According to a settlement announced by the Financial Industry Regulatory Authority, Cetera’s advisory, wealth services, and investment divisions operated with inadequate supervisory controls and weak anti-money laundering safeguards between 2019 and 2021. Regulators said those failures allowed customers to rapidly sell large volumes of low-priced securities without meaningful review.
FINRA found that Cetera’s internal systems did not consistently require representatives to complete mandatory questionnaires designed to flag risks associated with penny stock deposits. As a result, customers were often able to liquidate shares before compliance teams received or reviewed the required information.
In several instances, FINRA said this lack of oversight allowed millions of shares of low-priced stock to be deposited, sold, and wired out of accounts without sufficient investigation into potential red flags.
One example cited by regulators involved a customer who opened an account in mid-2020, deposited tens of thousands of low-priced shares shortly afterward, and began selling them within days. Public filings showed the individual had been hired to promote the issuing company, and the shares were acquired just before the account was opened. FINRA said those factors should have triggered enhanced scrutiny.

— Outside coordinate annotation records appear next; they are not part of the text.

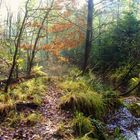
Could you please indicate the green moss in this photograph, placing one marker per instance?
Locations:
(82, 125)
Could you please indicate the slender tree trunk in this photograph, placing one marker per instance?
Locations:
(36, 41)
(89, 34)
(17, 45)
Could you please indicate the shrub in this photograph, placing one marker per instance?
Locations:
(81, 124)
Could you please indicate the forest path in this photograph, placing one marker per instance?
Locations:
(54, 116)
(48, 127)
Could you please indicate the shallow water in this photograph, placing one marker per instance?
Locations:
(128, 124)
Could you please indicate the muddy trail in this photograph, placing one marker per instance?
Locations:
(49, 128)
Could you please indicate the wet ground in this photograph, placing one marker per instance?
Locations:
(48, 128)
(123, 119)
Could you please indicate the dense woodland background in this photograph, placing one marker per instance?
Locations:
(83, 55)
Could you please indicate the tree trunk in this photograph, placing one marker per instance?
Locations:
(17, 45)
(89, 34)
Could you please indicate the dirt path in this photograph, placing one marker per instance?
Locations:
(46, 129)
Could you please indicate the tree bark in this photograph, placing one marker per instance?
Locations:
(17, 45)
(89, 34)
(36, 42)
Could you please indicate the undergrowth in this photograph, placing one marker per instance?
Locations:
(19, 97)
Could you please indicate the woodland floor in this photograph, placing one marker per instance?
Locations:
(48, 128)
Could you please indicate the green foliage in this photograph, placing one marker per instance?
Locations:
(82, 125)
(37, 71)
(135, 109)
(80, 96)
(14, 119)
(29, 91)
(111, 100)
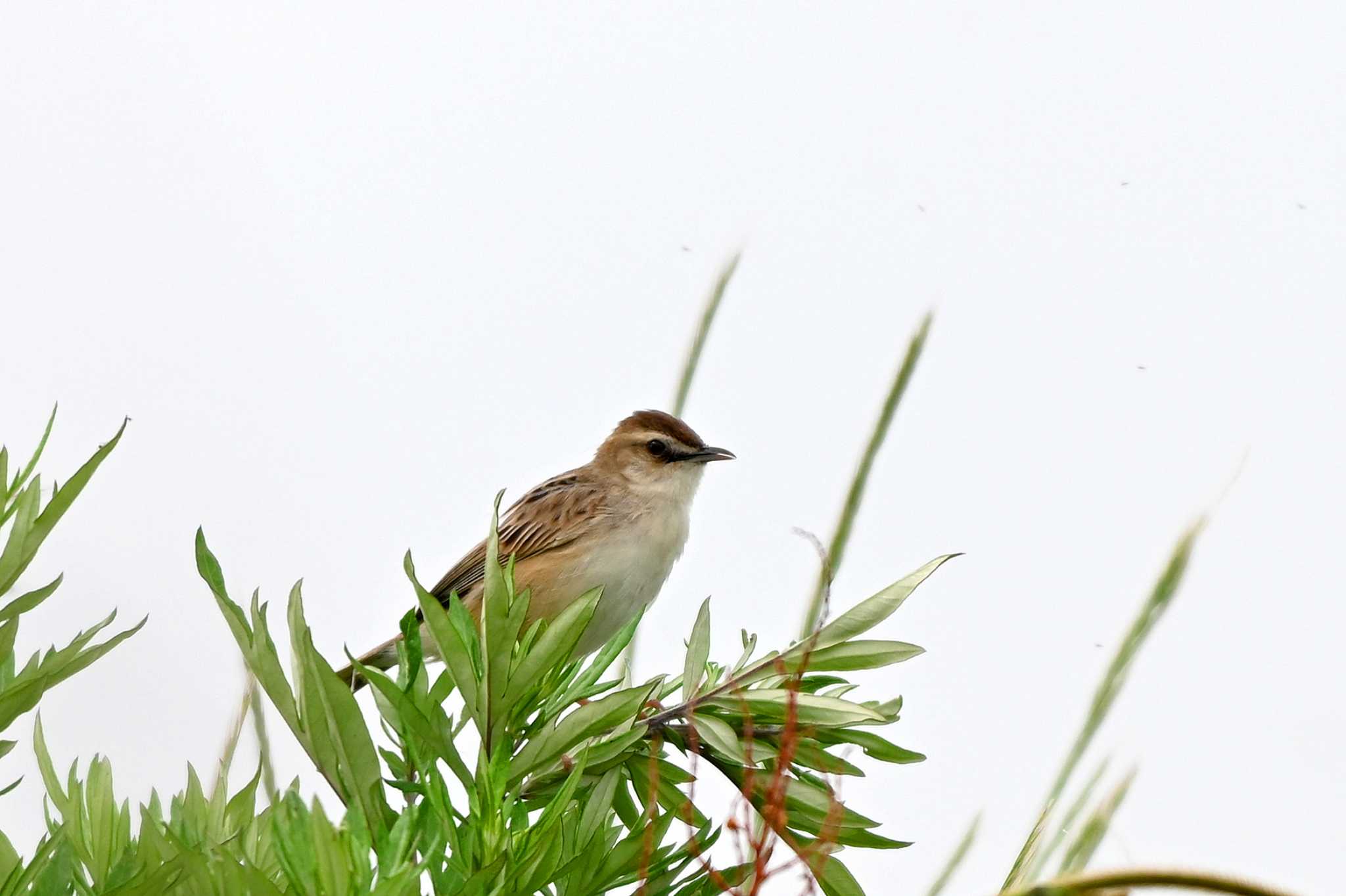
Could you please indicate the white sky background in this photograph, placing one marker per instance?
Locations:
(352, 269)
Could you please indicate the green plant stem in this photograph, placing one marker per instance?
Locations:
(1107, 692)
(956, 859)
(268, 771)
(693, 355)
(862, 474)
(1096, 882)
(684, 384)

Regulators also said Cetera’s policies prior to late 2019 failed to provide clear guidance on identifying suspicious activity involving low-priced securities. Even after updates were made, FINRA concluded the firm’s anti-money laundering program still lacked risk-based procedures necessary to detect and report questionable transactions.
In addition, FINRA found that Cetera relied on manually entered data in consolidated client reports without verifying its accuracy, further weakening its ability to identify unusual trading behavior.
Without admitting or denying the findings, Cetera agreed to pay the fine, accept a formal censure, and implement corrective measures to strengthen its supervisory and compliance systems.
In a statement, a company spokesperson said the deficiencies identified by regulators have already been addressed and emphasized that Cetera continues to invest in compliance controls aimed at protecting clients and supporting advisers.
FINRA declined to comment beyond the terms of the settlement.
The enforcement action highlights ongoing regulatory concerns around penny stock activity and the responsibilities brokerage firms face in monitoring transactions that can expose investors and markets to heightened risk.